Ce rejet confirme l’isolement parlementaire de la gauche radicale sur ce dossier sensible.
Divisions politiques autour du Mercosur
Si la France a officiellement voté contre la signature de l’accord, plusieurs forces politiques contestent la sincérité de cette position. L’extrême droite et la gauche hors PS parlent d’une « opposition de façade », estimant que Paris n’a pas réellement pesé pour bloquer le traité.

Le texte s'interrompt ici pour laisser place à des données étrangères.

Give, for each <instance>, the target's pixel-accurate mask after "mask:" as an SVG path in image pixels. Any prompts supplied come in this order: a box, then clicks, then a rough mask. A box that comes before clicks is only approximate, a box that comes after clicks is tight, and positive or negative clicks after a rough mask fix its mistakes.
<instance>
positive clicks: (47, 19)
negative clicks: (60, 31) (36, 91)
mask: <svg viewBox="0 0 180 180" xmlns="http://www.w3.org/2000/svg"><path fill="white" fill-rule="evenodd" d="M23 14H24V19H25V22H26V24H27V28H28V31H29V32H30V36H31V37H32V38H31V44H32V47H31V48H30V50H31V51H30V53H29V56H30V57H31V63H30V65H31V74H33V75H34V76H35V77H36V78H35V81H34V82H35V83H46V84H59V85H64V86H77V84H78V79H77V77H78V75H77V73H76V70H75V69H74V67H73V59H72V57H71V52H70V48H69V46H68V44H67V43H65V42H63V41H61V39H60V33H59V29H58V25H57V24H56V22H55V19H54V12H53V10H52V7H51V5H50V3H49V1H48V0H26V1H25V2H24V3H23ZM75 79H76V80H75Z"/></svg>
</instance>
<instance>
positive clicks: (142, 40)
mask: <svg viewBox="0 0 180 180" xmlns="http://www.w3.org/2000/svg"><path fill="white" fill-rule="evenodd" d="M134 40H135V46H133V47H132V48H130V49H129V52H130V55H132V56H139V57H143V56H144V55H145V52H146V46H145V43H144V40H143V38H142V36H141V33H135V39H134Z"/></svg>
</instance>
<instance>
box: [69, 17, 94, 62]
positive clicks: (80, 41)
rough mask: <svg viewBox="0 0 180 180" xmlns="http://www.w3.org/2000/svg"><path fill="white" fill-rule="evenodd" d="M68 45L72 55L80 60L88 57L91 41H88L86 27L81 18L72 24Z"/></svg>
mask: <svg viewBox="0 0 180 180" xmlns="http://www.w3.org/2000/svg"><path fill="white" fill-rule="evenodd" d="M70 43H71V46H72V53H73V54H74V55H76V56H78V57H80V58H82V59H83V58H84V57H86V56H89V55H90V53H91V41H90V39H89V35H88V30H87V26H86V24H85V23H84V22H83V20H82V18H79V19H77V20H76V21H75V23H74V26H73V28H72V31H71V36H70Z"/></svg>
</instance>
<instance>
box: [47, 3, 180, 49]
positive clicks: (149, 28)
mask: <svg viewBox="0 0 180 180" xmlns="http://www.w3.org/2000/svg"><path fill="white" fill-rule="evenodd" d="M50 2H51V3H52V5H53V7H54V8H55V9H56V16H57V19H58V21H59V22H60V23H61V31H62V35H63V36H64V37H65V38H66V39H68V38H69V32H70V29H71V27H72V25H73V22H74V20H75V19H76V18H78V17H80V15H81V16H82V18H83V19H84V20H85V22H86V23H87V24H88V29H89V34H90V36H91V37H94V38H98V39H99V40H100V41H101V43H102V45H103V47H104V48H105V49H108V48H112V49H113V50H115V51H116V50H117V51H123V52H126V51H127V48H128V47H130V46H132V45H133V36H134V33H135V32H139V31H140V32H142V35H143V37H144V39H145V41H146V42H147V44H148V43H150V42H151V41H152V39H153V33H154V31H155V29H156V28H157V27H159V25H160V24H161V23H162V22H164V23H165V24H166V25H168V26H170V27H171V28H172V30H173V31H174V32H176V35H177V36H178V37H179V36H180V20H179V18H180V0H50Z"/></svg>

Selon eux, le gouvernement n’a pas utilisé tous les leviers diplomatiques disponibles pour empêcher l’aboutissement de l’accord. Cette critique alimente un climat de défiance au sein de l’opposition.
Une motion de censure similaire déposée par le Rassemblement national devrait, selon toute vraisemblance, connaître le même sort.
Le gouvernement contre-attaque
Le Premier ministre Sébastien Lecornu a vivement réagi après le vote. Il a dénoncé des manœuvres politiciennes qu’il juge irresponsables dans un contexte international instable.
Il a notamment fustigé « les tireurs couchés », accusés de « tirer dans le dos de l’exécutif » à travers des motions de censure répétées. Selon lui, ces initiatives affaiblissent l’État alors que la France doit faire face à de profonds dérèglements internationaux.
Malgré la controverse, l’exécutif entend maintenir sa ligne et défendre sa gestion du dossier Mercosur sur la scène européenne.